Vaelin Al Sorna, der berühmteste Gefangene des Reichs und sein größter Kämpfer, erzählt die atemberaubende Geschichte seines Lebens. Er ist auf einem Schiff unterwegs, das ihn zu dem Ort bringen soll, an dem es für ihn um Leben und Tod geht. »Er besaß viele Namen. Noch nicht einmal dreißig Jahre alt war er im Lauf der Geschichte bereits reich mit Titeln beschenkt worden: ›Schwert des Königs‹ hieß er für den wahnsinnigen Herrscher, der ihn als Geißel zu uns sandte; ›Junger Falke‹ für die Männer, die ihm in die Wirrnisse des Krieges folgten; ›Dunkelklinge‹ für seine cumbraelischen Feinde und ›Rabenschatten‹ für die geheimnisvollen Stämme des großen Nordwaldes.«

Das meint Phantastik-Couch.de: „Auftakt einer neuen Fantasy-Trilogie die für Furore sorgt!“91

Fantasy-Rezension von Carsten Kuhr

Die Ausbildung des Kriegers

Eigentlich war das Leben des jungen Vaelin Al Sorna ganz dem Familienmotto „Loyalität ist unsere Stärke“ folgend vorgezeichnet. Sein Vater, ein Bürgerlicher, hat als Erstes Schwert des Königs Karriere als dessen Kriegsherr gemacht und bereits einen legendären Ruf im Volk inne. In den Augen des Monarchen prädestinierte dies Vaelin als ideale Partie für seine Tochter, hätte man über ihn als Gemahl der Prinzessin doch die Bauern und einfachen Leute ans Königreich binden können.

Das Schicksal und seine Eltern allerdings wollten ihren Sohn vor den Intrigen des Königs bewahren und sorgten dafür, dass er, kaum ein halbes dutzend Lenze zählend, zum sechsten Orden gebracht wird, um dort eine neue Heimat zu finden.Und  dies heisst für ihn und die anderen Aspiranten zunächst einmal, dass der Orden ihre neue und einzige Familie wird. Es bedeutet, dass sie in den kommenden Jahren mühevoll und schmerzhaft das einzige Handwerk derer, die den Glauben verteidigen, lernen – das Kämpfen.

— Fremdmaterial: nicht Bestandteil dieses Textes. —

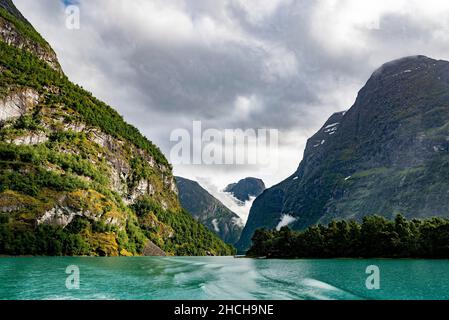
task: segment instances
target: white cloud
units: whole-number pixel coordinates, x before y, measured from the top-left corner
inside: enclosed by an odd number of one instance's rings
[[[311,31],[323,49],[334,54],[369,50],[369,30],[380,28],[382,15],[402,13],[406,0],[322,0],[312,12]]]
[[[233,117],[248,119],[251,113],[262,109],[261,101],[255,96],[238,96],[234,102]]]
[[[291,224],[295,221],[296,221],[295,217],[292,217],[288,214],[284,214],[281,217],[281,220],[279,221],[278,225],[276,226],[276,230],[279,231],[279,230],[281,230],[282,227],[288,226],[289,224]]]

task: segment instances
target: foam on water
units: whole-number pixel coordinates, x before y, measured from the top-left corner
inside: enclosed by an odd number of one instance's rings
[[[359,297],[316,279],[304,279],[305,292],[318,300],[357,300]]]

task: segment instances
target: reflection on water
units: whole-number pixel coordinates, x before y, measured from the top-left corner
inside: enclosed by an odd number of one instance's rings
[[[365,287],[369,265],[381,289]],[[80,289],[65,287],[66,267]],[[0,258],[0,299],[448,299],[449,261]]]

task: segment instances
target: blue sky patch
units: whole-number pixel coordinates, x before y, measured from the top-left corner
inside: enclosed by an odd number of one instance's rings
[[[74,4],[79,4],[80,0],[61,0],[65,6],[70,6]]]

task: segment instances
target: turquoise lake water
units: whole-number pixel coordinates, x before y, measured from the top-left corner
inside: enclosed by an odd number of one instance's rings
[[[380,290],[365,286],[370,265]],[[0,258],[0,299],[449,299],[449,260]]]

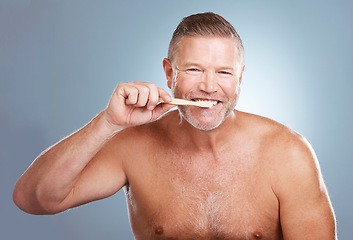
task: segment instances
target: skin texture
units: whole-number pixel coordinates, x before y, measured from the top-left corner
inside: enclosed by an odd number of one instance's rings
[[[175,61],[163,60],[168,86],[217,105],[166,113],[172,105],[157,105],[170,101],[163,89],[119,84],[107,109],[38,156],[16,183],[15,203],[55,214],[124,188],[136,239],[335,239],[310,144],[233,110],[244,71],[234,72],[236,51],[233,39],[184,37]]]

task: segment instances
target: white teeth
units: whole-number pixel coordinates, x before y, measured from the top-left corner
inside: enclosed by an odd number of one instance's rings
[[[218,101],[212,101],[212,100],[201,100],[201,99],[195,99],[195,102],[212,102],[213,106],[216,106]]]

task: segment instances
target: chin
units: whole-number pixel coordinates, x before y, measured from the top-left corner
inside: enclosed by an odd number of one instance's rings
[[[183,107],[179,108],[179,112],[183,119],[185,119],[190,125],[202,131],[211,131],[219,127],[219,125],[221,125],[227,117],[224,116],[215,118],[214,114],[210,114],[208,116],[193,116],[193,114],[185,111]]]
[[[231,103],[219,103],[211,108],[178,106],[179,114],[196,129],[211,131],[219,127],[233,112],[237,98]]]

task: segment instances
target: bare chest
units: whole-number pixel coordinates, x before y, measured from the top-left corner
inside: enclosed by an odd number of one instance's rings
[[[239,157],[179,155],[144,165],[126,191],[137,239],[281,239],[263,166]]]

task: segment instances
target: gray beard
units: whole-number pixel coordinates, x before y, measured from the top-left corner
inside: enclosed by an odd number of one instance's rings
[[[176,83],[176,80],[174,79],[173,84],[172,84],[173,96],[176,98],[183,98],[182,94],[179,92],[178,88],[175,87],[175,85],[176,85],[175,83]],[[197,128],[199,130],[202,130],[202,131],[211,131],[211,130],[219,127],[227,119],[227,117],[229,117],[229,115],[232,113],[232,111],[234,110],[234,108],[238,102],[239,94],[240,94],[240,86],[238,85],[238,89],[237,89],[237,93],[236,93],[235,98],[232,100],[232,102],[229,103],[228,106],[226,106],[226,109],[222,109],[222,111],[220,113],[223,115],[223,117],[221,117],[217,122],[214,122],[212,125],[202,124],[196,118],[192,117],[191,114],[188,112],[188,108],[190,106],[180,106],[179,105],[178,111],[179,111],[179,114],[181,115],[181,117],[183,119],[185,119],[193,127]]]
[[[197,119],[190,116],[190,114],[187,112],[187,109],[185,109],[187,107],[188,106],[178,106],[178,111],[179,111],[179,114],[182,116],[182,118],[185,119],[193,127],[197,128],[201,131],[211,131],[211,130],[219,127],[227,119],[227,117],[231,114],[231,112],[233,111],[235,106],[233,108],[227,109],[227,111],[225,112],[223,117],[212,124],[200,123]]]

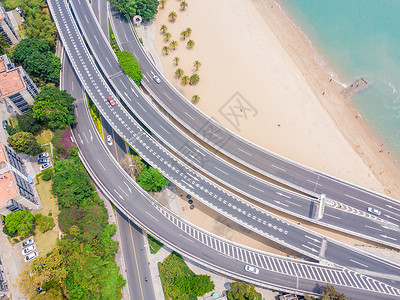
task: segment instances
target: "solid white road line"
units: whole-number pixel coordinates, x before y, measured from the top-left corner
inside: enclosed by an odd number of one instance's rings
[[[286,172],[285,169],[282,169],[281,167],[275,166],[275,165],[273,165],[273,164],[271,164],[271,167],[274,167],[274,168],[276,168],[276,169],[279,169],[279,170],[282,170],[282,171]]]
[[[182,234],[179,234],[181,237],[183,237],[184,239],[187,239],[189,242],[192,242],[192,243],[194,243],[194,241],[192,241],[191,239],[189,239],[188,237],[186,237],[186,236],[184,236],[184,235],[182,235]]]
[[[186,111],[185,111],[185,115],[187,115],[189,118],[191,118],[194,121],[194,118],[191,115],[189,115]]]
[[[368,266],[367,265],[364,265],[364,264],[362,264],[362,263],[360,263],[360,262],[358,262],[358,261],[356,261],[356,260],[352,260],[352,259],[350,259],[353,263],[355,263],[355,264],[359,264],[360,266],[363,266],[363,267],[366,267],[366,268],[368,268]]]
[[[257,191],[260,191],[260,192],[264,193],[264,191],[262,189],[256,188],[255,186],[252,186],[251,184],[249,184],[249,187],[252,187],[253,189],[255,189]]]
[[[158,219],[154,217],[151,213],[149,213],[147,210],[145,211],[146,214],[148,214],[150,217],[152,217],[154,220],[158,222]]]
[[[325,216],[329,216],[329,217],[331,217],[331,218],[335,218],[335,219],[341,219],[340,217],[333,216],[333,215],[330,215],[330,214],[325,214]]]
[[[243,153],[246,153],[247,155],[251,156],[249,152],[244,151],[243,149],[238,148],[238,150],[242,151]]]
[[[222,171],[220,168],[218,168],[218,167],[214,167],[214,168],[216,168],[216,169],[217,169],[218,171],[220,171],[221,173],[224,173],[225,175],[228,175],[228,173]]]
[[[368,227],[368,228],[371,228],[371,229],[374,229],[374,230],[382,231],[382,229],[379,229],[379,228],[371,227],[371,226],[368,226],[368,225],[364,225],[364,226]]]
[[[100,164],[100,166],[104,169],[104,171],[106,171],[106,168],[104,168],[103,164],[101,163],[100,159],[97,160]]]

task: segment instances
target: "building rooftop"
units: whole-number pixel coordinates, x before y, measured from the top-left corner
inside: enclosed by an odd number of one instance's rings
[[[15,177],[10,170],[0,175],[0,209],[7,206],[8,201],[19,194]]]
[[[0,73],[3,73],[5,70],[6,70],[6,63],[4,62],[4,56],[2,55],[0,56]]]
[[[0,10],[0,21],[4,20],[3,12]]]
[[[4,98],[25,89],[18,69],[0,73],[0,97]]]
[[[7,160],[6,149],[4,149],[3,143],[0,143],[0,162]]]

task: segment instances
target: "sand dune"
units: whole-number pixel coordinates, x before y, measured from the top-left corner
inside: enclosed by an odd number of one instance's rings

Vaelin erweist sich dabei als Naturtalent. Nicht immer ist er der Beste seiner Gruppe, im Bogenschießen und Reiten sind ihm seine Brüder über, doch er ist der geborene Anführer und ein meisterhafter, intuitiver Schwertkämpfer. Im Lauf der Jahre übersteht er unzählige Prüfungen, Komplotte und Attentate – dem König aber entgeht er nicht.

In die Dienste des Monarchen gepresst wird er zum neuen Schwert des Königs, seinem Kämpen, der für das vereinigte, aber keinesfalls miteinander im Einklang befindliche Königreich, die Drecksarbeit erledigt. Mehr noch, er muss erkennen, dass er selbst das Dunkle in sich trägt – eine magisch scheinende Begabung deren Nutzer vom vierten Orden gnadenlos verfolgt und auf den Scheiterhaufen gebracht werden.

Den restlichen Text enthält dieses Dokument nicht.